“Not a minute more.” Belinda gathered her skirts and climbed from the boat, her picnic basket swinging from one elbow. A young man with dark gypsy eyes and a ready white smile offered her a hand up, and she took it against her better sense, murmuring, “Grazie.”
His smile flashed deeper, showing dimples. She pressed a small coin into his hand and moved away, climbing up the steps and turning to walk back to the bridge the gondola had passed under. When she looked back, the gypsy man was staring at the coin in his hand with an expression of indignation.
* * * *
A woman waited on the bridge, leaning over stone that made up railing and wall both, watching her reflection in the water below. Belinda took up a place on the far side of the bridge, several feet down from the other woman, and studied her as she waited for her contact. She was lovely in the expensive way of a courtesan, not the more demure beauty of a well-behaved wife: she wore chartreuse, the strength of the colour far beyond what Belinda would ever be able to wear. Her corsets made her torso long and slender, narrowing her hips and pushing her breasts high. The skirts were full but light: Belinda imagined the woman could ride a horse astride in those skirts. Her hair was dark, highlighted with gold in the afternoon sun, and her forehead high. Lorraine would approve, adoring the popular theory that a high forehead was a sign of intelligence. The women of Lorraine’s court plucked their hairlines to emulate the queen. Belinda stilled her hand before it wandered to explore her own hairline; she already knew it followed Robert’s more closely than Lorraine’s, and that was just as well. Lorraine’s widow’s peak was distinctive, and a girl marked with it would draw comment and speculation that the queen could not afford.
Belinda deliberately inhaled, changing the tilt of her head to help chase away thoughts of Aulun and the queen. The woman across the bridge laughed unexpectedly, flinging a hand out. A gold coin sparkled through the air and hit a passing gondola’s deck with a thunk barely audible above the sound of water lapping against the canal walls. Belinda went still within herself, keeping her expression mildly animated as her gaze went to the gondola passing beneath her. A delighted pole-boy scampered forward and scooped up the coin that had landed on his boat, shouting, “Thank you, signora!” up at the bridge.
“You’re welcome!” the woman shouted back.

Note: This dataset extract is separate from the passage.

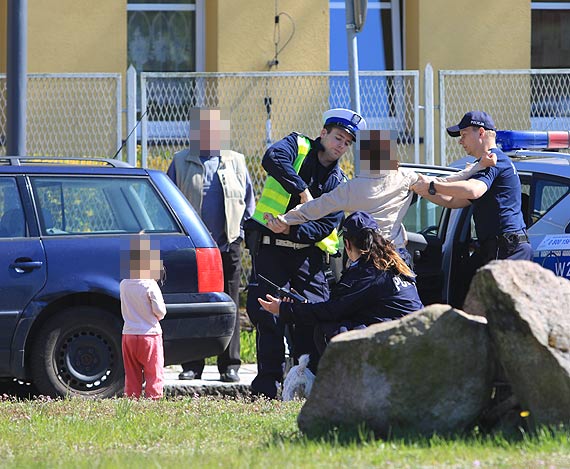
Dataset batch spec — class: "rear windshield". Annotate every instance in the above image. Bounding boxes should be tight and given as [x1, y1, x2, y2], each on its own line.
[30, 176, 180, 235]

She turned toward Belinda, looking through her and beyond her, a smile curving her full mouth. She waved; Belinda looked over her shoulder to see the gypsy man bowing deeply and extravagantly. The woman laughed and turned away again without meeting Belinda’s eyes; without giving her any sign that she was to be approached.

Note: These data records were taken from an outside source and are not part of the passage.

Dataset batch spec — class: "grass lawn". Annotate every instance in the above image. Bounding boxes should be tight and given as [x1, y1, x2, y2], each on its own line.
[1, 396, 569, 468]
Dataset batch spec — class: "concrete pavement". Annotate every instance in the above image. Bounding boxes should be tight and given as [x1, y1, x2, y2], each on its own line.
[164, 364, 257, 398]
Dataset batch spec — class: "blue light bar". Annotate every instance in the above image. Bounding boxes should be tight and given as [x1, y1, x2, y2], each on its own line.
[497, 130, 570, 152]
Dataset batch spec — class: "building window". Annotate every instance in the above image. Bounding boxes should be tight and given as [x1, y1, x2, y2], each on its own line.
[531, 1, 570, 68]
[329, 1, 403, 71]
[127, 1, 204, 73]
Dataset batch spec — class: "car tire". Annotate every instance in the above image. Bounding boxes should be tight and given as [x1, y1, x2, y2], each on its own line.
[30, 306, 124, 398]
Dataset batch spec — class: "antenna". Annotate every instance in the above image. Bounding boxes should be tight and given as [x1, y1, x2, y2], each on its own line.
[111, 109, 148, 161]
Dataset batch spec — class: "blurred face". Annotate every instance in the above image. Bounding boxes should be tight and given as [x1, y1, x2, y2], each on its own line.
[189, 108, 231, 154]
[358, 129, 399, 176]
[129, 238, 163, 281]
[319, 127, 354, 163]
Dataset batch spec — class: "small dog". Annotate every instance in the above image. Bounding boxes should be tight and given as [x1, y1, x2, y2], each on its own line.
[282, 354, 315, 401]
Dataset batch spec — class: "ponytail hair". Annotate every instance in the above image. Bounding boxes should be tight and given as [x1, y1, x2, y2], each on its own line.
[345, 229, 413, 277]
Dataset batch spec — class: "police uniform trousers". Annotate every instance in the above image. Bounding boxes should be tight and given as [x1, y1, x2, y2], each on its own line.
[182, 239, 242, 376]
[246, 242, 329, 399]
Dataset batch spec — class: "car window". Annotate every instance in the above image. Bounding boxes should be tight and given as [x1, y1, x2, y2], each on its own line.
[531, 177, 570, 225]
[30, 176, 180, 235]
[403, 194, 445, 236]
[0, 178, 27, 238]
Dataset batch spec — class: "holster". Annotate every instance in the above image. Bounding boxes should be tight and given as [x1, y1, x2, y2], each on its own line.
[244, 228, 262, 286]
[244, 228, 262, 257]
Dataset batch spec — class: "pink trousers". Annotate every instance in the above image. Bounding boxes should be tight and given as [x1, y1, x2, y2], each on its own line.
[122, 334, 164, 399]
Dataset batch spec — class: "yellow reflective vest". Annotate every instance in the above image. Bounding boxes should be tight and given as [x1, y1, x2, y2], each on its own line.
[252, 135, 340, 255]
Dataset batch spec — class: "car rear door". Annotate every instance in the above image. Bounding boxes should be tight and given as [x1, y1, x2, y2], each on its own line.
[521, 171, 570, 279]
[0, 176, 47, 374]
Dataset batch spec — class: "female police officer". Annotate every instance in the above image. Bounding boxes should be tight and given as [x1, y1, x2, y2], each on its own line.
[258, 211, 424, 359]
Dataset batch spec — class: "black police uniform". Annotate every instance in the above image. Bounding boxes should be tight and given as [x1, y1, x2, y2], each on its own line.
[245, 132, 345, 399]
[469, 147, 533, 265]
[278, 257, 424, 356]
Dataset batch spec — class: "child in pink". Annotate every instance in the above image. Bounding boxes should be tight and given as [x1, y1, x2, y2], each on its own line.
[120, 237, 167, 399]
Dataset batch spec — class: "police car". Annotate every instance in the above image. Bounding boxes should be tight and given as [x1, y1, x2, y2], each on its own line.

Belinda looked back at the water, watching the shadow of another bridge swallow the second gondola the woman had gifted with a coin. She tapped one finger against the stone wall, and decided: she would wait, and see how fate ruled a third time.
When it ruled in favour of another coin thrown to a bright-eyed young gondola lad, Belinda tilted her face up to the sun and swore under her breath.
“Gone and left you then, has he?” The woman across the bridge had a warm alto, a burr to her voice that gave it an edge of sultriness. A voice practised for the bedroom, Belinda thought, and glanced at the woman. There was still a chance; her father had never before sent a woman to meet her.
“Abandoned and left cold,” she replied. “Ungrateful bastard.”
The woman laughed again, a rich comforting sound, and crossed the bridge to lean next to Belinda, her hands turned wrist-out against the stone wall. “Was he rich?”
“No,” Belinda said. “Nor handsome, either.”
The woman arched finely shaped eyebrows. “What’s the point, then?”
“I suppose it’s all in what we do for God and country.” Belinda spoke the coded words with a shrug. The woman’s eyebrows shot up.
“Sod God and bugger country. I want a palmful of coin and a feather bed.”
Belinda let herself laugh aloud, relaxing against the rail. The dark-haired woman at her side was certainly not her contact. Despite what had seemed to be the signal coin, her answer left everything to be desired as a pass code, though not as a brazen woman. “With four posts and a canopy?” she asked. The woman shook her head vehemently.